These notes were taken from my class with Dr. Reyes for Philosophy 118 last Friday...
.:An Explanation On The Critique Of Language...:.
Most thinkers prior to Nietzsche assume that there is a natural connection between the language and the reality. In truth, it is more likely an accident, rather than an actual inherent connection between language and being. This connection is established arbitrarily, and over time, becomes the convention. There is a value judgment presented in language, and as such, the connection is not natural, per se.
As an example, you encounter a certain kind of food with a strong odor. You present it to a Filipino, his initial reaction is “sniff, sniff, hmm...” an American would probably say, “sniff, sniff, hmm...” yet when a Filipino finally eats this food, they'll say, “masarap”, while an American would say “rotten”. This food, we understand is bagoong.
What Nietzsche underscores here is that due to the arbitrary nature of language, there is nothing that prevents one from naming an object as they please, save that the judgment is going to become consistent with one's initial judgment upon initial contact. This of course presupposes some measure of relativity between the one who says something and the one who is understanding what is being said. It is not a correspondence between language and reality, but a correspondence between the initial judgment one comes up with, and the subsequent linguistic pronouncement.
Truth or falsity is not the important thing in language. What is important is whether or not your language is creative.
Recall the “pain” example, where is the creativity in language? Suppose you say that “life is all pain and all suffering.” Suppose you say “no pain, no glory.” We see that language is allowed to elaborate on something beyond a direct experience. Both instances are creative ways of looking at the same thing, albeit the latter is “creative” in a more literal sense, vis-a-vis how “destructive” the former exhortation actually is.

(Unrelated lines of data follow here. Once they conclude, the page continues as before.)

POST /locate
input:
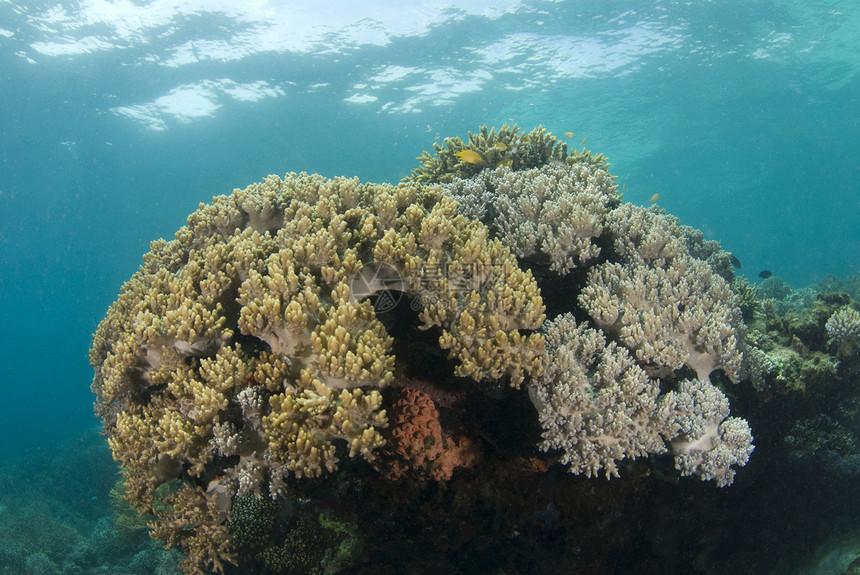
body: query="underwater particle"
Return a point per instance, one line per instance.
(470, 156)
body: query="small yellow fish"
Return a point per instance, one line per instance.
(470, 156)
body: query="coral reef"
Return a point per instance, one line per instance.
(418, 442)
(254, 356)
(490, 149)
(843, 327)
(597, 406)
(549, 214)
(246, 349)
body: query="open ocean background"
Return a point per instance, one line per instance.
(118, 118)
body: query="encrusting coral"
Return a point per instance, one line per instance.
(253, 350)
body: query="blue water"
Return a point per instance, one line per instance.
(117, 119)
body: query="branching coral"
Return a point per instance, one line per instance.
(418, 442)
(595, 404)
(252, 350)
(709, 442)
(668, 308)
(246, 349)
(843, 327)
(550, 214)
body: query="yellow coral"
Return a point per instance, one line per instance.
(251, 334)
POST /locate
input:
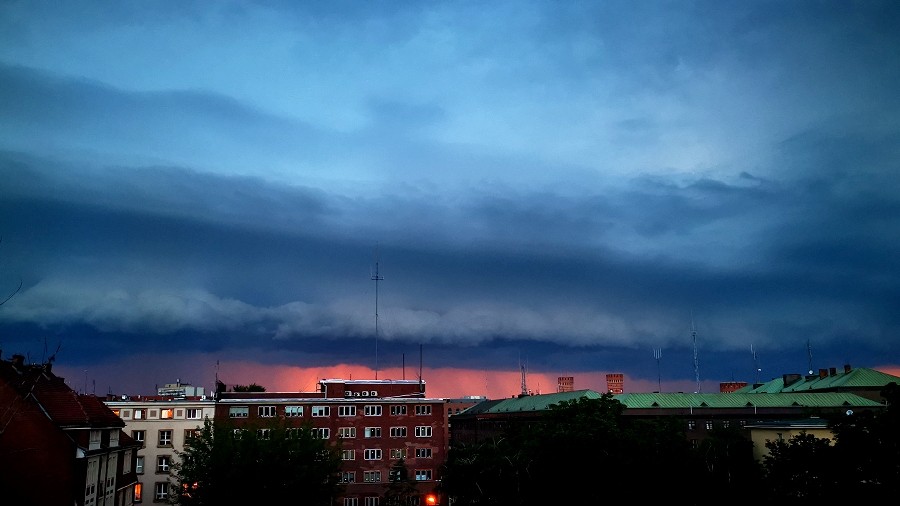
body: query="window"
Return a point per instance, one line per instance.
(95, 440)
(161, 491)
(163, 462)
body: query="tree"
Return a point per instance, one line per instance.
(257, 464)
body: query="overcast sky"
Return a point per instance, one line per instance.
(573, 188)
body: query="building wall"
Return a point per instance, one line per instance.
(154, 417)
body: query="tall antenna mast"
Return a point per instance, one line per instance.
(657, 353)
(696, 359)
(376, 278)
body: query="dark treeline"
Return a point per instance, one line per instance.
(586, 450)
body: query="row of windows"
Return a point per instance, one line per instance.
(159, 413)
(322, 411)
(375, 476)
(396, 453)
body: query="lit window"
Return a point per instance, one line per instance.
(161, 491)
(163, 462)
(238, 412)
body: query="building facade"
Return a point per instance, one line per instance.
(160, 424)
(58, 447)
(378, 423)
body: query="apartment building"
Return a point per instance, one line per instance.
(378, 423)
(161, 424)
(59, 447)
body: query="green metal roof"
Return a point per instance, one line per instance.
(740, 400)
(855, 378)
(540, 402)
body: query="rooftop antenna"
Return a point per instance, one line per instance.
(376, 278)
(756, 367)
(809, 355)
(657, 353)
(696, 359)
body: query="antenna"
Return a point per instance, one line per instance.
(376, 278)
(696, 359)
(809, 354)
(756, 367)
(657, 353)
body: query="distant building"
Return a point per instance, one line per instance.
(615, 383)
(377, 422)
(161, 424)
(58, 447)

After a while, this creative language one fashions becomes worn out. The metaphor is exhausted. This is why it has to be destroyed at a certain point, much with how a coin is melted after some time to be reshaped into a new coin after its design is worn out over the years. The language has to be able to catch the uniqueness of each moment, and this leads to the wearing out of language over time, and hence, the call for what Derrida ends up calling a “deconstruction”.
Each language, as we see, represents a certain worldview, complete with a certain matrix of values. This is why we can say that a language cannot easily be translated from one language to another, such as the verse or harmony of a poem, when translated to another language, insofar as the rhyme, meter, even the imagery of one cannot be transposed to another.
Try translating this into Filipino: her scarlet dress stood out in contrast to her maroon blush and her auburn hair. The crimson trail of her blood followed her as she struggled to open the vermillion curtains.
.:The Limits Of Language:.
We say that through language, we can penetrate all of reality. As we see in a rather extensive discussion of language, we understand that this is simply not as true as we wish to believe it to be. Each language precisely limits you to a certain worldview and a certain context that is not a simple matter of correspondence or transposition, much like the “ka-” phenomenon that seems very unique to Filipinos in most of its interpersonal vocabulary.
It is the rules of the language which determines what is real and unreal to it. These rules are not necessarily going to correspond with the actual reality, much like the rules of football prohibit a player from holding the ball with their hand, but this is an artificial imposition that does not stand in every single situation in life, particularly for those outside the context of a football game.
Language stands as a filter, a barrier of signs that we have to undertake in order to communicate from one subjectivity to another. It is not a soul-to-soul communication, but a mediated communication through a system of signs, that is, language.
Each language is composed of elements or signs, and these elements form a certain system, mostly a correspondence of opposition, such as true-false, right-wrong, good-evil. The way to communicate between subjectivities is to pick certain signs among a myriad of them, and you cannot directly open yourself without any mediation. That you cannot open yourself to each other without this mediation means that there is room for misinterpretation, miscommunication, and distortion in our attempt to string together signs to convey what we intend to convey.
As a philosophy student, you don't just jump into philosophizing. You have to mediate through specific thinkers, be it Plato or Aristotle or Aquinas or Descartes or whoever else. Each thinker couches language in a certain way, and eventually, we find ourselves falling within the same limitations that they found themselves in. As such, things become a matter of interpretation, as these discussions are not entrenched in reality, but within a specific context.
For instance, if you've never read a comic book, exactly what is the real identity of Robin? More often than not, the answer would be Dick Grayson, despite the fact that he has not been Robin since 1970 or so. Only people who take the time out to know about comic books would be able to know it's Tim Drake at this point, and it has been this way for two decades already. We only know what presents itself to us, and this knowledge, much like the useless trivia we read about daily, simply does not present itself to us, and the same can be said of language: there are things that will never present themselves to us because we cannot truly encounter them in our linguistic world.
.:Quotable Quotes:.
“Mr. President, what is your favorite color?”
“Fuchsia.”
“Sir? How do you spell that?”
“F-u-c... -s-... anak ng fuchsia! My favorite color is red. R-e-d. Red!”